Usually when I’m trying to summarize what LightHawk does I reference the first image on their website – a wolf puppy. I am not exaggerating at all when I say I cannot think of a cooler assignment than transporting wolf puppies. Their scope of work goes beyond puppy transport, of course. They allow nonprofits like Sonoran Institute to see conservation projects from the air, granting a hugely expanded perspective to people like me. LightHawk is filling an important niche that isn’t usually front and center in conservation, but is still critical: people can’t help you if they don’t know what you’re doing.

In a lot of ways, that is the core task of my job. I specialize in figuring out how to communicate our mission to people in a way that will get them excited to do their bit for conservation. So when I was told I was going to fly in a tiny plane over the Santa Cruz River, I knew it was a great opportunity to see something that I can share with our supporters.

Together with Sarah, our Development Manager, one of our resident Santa Cruz River experts, Jason, and our incredibly-talented-at-flying-smoothly pilot Greg, we followed the Santa Cruz all the way down to the border. Starting at Ryan Airfield on the southwest edge of Tucson, Greg’s zippy Cessna C172 took off and shuttled us south. It only took about half an hour to reach Nogales, which is a city on both sides of the wall.

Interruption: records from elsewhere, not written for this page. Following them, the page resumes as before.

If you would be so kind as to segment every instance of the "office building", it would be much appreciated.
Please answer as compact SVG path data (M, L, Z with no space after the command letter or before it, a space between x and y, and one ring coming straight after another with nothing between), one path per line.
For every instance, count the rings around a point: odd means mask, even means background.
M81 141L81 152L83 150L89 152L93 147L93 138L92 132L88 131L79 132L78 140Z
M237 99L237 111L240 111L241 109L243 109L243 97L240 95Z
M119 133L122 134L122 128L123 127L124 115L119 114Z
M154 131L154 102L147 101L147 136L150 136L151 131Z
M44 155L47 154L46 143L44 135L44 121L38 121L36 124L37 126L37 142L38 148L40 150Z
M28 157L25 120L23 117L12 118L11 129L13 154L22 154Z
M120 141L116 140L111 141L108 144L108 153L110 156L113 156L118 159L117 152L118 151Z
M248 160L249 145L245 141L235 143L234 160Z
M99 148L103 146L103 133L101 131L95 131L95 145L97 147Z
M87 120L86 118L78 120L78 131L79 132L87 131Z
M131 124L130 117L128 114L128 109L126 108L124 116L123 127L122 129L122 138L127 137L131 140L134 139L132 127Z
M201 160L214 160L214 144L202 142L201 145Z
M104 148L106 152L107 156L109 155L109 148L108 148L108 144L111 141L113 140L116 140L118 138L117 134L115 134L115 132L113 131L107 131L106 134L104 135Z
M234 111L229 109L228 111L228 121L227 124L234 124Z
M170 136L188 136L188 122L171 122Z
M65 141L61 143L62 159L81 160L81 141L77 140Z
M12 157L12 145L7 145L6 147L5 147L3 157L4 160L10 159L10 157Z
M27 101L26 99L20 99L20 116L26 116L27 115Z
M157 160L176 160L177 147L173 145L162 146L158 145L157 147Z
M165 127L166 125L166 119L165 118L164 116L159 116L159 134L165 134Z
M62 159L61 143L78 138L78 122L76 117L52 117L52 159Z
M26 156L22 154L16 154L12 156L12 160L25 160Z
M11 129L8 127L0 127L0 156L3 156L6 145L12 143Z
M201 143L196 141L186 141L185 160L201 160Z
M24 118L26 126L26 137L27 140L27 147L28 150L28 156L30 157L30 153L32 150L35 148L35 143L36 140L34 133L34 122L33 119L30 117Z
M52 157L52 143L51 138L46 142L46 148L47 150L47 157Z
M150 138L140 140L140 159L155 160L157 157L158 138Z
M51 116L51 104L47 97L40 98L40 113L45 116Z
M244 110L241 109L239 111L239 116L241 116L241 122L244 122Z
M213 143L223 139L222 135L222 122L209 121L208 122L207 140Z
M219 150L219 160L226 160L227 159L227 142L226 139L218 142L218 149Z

Once we arrived, we got an excellent bird’s-eye perspective of the new head-waters of the Upper Santa Cruz River – the international wastewater treatment plant in Nogales. Over 10 years ago, Sonoran Institute helped make the case for updating the plant because the water quality in the river had reached such a low point that trees along the river were dying in long stretches. That upgrade resulted in cleaner wastewater being released and sent up the river to restore riparian habitats and reverse the die off. That day in the plane, it was astounding to see actual flowing water in the river – it’s always been just a dry river bed to me. It also was helpful to see just how unremarkable the border is as a geographic landmark. The river just…keeps going without regard to international boundaries.

On the way back, I looked more at human activity than nature. Closer to the wall, palatial estates peppered the desert, surrounded by walls.  These solitary homes gave way to clusters of houses along roads, growing in to sprawling suburbs. I wondered how old they all were. Tucson’s first civilizations sprouted alongside the Santa Cruz almost 4,000 years ago.

Water leaves traces in the desert that are not immediately apparent from the ground. All of the washes and channels and arroyos flow together to form startling patterns and webs. Zooming out to see it all from the sky really drove home the scale of our work. It isn’t just about Tucson, or Nogales, or Phoenix, or any one specific place. All of it is connected.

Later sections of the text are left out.